No strangers to adversity, of course, the band has endured numerous lineup changes over the years (though, admittedly, none as traumatizing as Piggy's demise),so while it clearly took them a little longer to regroup and move ahead via 2013's eagerly anticipated "Target Earth", one can say, in retrospect, that another VOIVOD album was as inevitable as an inbound, civilization-wiping mega-asteroid.

That's right. You heard it here first: killer asteroids. Now where were we? Oh yes?
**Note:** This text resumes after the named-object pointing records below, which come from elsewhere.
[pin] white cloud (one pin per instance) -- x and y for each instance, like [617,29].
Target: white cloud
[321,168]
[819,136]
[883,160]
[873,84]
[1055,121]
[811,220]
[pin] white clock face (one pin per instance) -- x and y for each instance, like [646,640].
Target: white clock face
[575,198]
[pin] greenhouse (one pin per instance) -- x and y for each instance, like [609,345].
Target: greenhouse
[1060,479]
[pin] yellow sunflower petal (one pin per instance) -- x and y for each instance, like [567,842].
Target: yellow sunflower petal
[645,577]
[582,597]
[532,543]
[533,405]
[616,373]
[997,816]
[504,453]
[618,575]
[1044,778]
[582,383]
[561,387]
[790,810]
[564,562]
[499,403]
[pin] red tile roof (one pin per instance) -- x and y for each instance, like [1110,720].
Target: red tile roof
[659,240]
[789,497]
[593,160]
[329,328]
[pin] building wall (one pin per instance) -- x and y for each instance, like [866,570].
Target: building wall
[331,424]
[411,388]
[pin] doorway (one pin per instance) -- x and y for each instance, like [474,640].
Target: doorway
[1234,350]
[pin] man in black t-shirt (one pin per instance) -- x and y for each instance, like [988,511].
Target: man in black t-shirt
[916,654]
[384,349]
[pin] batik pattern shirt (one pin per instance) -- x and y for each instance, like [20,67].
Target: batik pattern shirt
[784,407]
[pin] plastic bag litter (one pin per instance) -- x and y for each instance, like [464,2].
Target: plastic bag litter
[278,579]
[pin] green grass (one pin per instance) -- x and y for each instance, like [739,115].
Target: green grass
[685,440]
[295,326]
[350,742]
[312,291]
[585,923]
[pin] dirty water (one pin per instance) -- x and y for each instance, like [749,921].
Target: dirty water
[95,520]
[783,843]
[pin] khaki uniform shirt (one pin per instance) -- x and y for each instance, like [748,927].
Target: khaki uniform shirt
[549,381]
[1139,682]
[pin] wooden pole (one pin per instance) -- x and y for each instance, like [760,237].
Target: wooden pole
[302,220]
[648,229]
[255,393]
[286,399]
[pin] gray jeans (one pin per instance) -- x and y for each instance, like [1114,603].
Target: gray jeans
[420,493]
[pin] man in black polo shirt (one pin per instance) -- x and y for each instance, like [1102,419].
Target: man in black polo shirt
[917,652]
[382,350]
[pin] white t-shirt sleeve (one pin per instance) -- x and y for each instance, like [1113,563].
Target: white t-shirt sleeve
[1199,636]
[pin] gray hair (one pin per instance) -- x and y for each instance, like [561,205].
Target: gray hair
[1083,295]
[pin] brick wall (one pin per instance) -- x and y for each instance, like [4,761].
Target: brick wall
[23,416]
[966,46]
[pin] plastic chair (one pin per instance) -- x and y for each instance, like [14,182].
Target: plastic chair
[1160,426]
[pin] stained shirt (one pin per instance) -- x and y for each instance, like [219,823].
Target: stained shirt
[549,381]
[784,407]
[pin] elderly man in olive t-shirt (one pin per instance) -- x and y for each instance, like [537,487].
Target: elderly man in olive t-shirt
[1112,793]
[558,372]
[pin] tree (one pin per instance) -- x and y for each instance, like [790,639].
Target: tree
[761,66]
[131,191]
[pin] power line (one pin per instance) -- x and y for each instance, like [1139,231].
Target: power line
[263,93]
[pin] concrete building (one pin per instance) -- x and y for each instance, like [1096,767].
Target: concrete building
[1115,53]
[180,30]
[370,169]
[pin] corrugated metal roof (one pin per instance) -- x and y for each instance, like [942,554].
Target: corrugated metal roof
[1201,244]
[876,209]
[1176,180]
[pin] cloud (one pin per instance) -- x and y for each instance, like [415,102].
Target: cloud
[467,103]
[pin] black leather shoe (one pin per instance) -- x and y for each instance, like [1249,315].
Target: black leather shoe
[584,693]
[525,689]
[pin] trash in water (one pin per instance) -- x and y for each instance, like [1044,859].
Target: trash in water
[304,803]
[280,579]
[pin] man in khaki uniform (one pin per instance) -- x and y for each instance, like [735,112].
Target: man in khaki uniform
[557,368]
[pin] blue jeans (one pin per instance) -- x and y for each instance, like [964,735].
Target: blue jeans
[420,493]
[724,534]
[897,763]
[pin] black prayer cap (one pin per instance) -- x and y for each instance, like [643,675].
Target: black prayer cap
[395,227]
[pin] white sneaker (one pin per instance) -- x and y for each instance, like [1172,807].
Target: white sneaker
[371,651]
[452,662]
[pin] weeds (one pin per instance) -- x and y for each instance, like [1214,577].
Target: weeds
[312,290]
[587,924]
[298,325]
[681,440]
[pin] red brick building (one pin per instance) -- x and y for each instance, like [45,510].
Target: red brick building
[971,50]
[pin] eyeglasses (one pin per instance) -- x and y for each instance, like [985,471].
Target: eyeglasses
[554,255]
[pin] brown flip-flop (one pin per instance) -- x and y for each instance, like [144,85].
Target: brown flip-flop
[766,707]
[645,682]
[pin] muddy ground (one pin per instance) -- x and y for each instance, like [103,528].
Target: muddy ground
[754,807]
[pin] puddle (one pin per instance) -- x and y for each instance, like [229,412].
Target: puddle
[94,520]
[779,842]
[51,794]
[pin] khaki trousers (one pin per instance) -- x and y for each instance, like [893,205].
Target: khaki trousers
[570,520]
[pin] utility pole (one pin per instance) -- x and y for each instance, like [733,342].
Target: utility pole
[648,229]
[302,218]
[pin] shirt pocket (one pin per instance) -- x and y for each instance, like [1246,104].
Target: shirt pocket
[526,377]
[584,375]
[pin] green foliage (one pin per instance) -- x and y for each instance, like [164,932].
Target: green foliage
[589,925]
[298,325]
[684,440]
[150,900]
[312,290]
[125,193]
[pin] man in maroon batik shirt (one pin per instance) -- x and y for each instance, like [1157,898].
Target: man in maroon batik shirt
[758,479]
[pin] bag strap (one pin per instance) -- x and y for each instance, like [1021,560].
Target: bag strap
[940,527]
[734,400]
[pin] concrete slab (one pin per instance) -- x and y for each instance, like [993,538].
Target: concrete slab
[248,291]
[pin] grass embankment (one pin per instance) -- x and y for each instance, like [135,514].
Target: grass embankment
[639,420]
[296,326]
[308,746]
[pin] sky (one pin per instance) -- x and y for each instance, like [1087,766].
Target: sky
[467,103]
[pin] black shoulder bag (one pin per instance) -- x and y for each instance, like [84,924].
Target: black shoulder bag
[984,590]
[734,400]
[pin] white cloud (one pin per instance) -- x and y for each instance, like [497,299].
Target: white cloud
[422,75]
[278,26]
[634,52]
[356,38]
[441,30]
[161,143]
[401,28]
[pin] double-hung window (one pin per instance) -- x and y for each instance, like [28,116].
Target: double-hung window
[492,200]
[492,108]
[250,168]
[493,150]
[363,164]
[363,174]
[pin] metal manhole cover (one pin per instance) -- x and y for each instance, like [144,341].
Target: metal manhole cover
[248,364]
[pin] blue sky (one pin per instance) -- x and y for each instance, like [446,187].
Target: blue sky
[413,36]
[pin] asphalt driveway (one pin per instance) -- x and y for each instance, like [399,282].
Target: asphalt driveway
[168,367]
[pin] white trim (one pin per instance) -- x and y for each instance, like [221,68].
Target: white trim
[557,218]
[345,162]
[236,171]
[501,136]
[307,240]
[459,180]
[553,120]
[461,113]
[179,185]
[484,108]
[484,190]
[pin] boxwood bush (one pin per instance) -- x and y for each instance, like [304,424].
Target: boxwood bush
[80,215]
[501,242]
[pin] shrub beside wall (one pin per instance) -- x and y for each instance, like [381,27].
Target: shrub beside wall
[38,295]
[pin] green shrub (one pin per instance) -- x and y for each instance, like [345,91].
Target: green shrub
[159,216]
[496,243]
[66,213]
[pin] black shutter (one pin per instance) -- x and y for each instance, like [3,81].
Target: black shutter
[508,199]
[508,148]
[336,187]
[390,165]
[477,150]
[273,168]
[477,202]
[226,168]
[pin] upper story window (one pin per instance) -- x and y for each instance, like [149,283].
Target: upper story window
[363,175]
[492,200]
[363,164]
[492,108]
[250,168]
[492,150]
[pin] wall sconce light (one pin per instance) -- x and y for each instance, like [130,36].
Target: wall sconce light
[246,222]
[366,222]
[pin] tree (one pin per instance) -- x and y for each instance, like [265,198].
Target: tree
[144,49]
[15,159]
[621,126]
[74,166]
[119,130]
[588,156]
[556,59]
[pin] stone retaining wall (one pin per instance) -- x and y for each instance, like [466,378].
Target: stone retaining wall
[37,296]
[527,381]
For this, VOIVOD's thirteenth studio album, ever present drummer Michel "Away" Langevin and long reinstated vocalist Denis "Snake" Belanger managed the coup of dragging founding bassist, Jean-Yves "Blacky" Theriault out of retirement (replacing the headline grabbing, but creatively ineffectual Jason Newsted),making it three-out-of-four original VOIVOD-ers - the better to facilitate new guitarist Daniel "Chewy" Mongrain's unenviable task of filling Piggy's space boots. To his credit, Mongrain blends right in, and so too does "Target Earth" blend in with numerous portions of VOIVOD's itinerant musical past, arguably making it the band's first truly "regressive" - not "progressive" - album, and, as such, likely good news for the band's oldest fans.

Well, not the oldest, since virtually none of its songs recall even traces of the wanton savagery that defined VOIVOD's first three, avant-thrash efforts (maybe the biting riffs of "Corps Etranger", the tribal drums of "Warchaic"); but rather their subsequent 'golden period,' beginning with 1988's "Dimension Hatross", culminating with the universally acclaimed "Nothingface" and universally debated "Angel Rat" (a brilliant, if divisive, musical adventure),and fading with '93's fatigued, uneven "The Outer Limits".

As a result, the more linear portions of the title track and "Resistance" might momentarily recall "Angel Rat", but the vast majority of these cuts - including world-beating standouts "Empathy for the Enemy" and "Mechanical Mind" - drink directly from the stimulating "Nothingface" wellspring: weaving deeper textures and unexpected riff and tempo changes into their notably expanded lengths (yes, most songs here notably average six or seven minutes).

As always, this particular course of songwriting action won't please all VOIVOD fans - how could it? - but for an album facing such high stakes in the wake of the band's often turbulent and more recently tragic history, the only verdict one can render weighs heavily in the Canuck quartet's favor. With so many decades-old metal bands beating dead horses out there, instead of retiring with dignity, it's truly refreshing to see VOIVOD forging onwards with dignity and creativity largely intact, whether progressing or regressing in progressive fashion.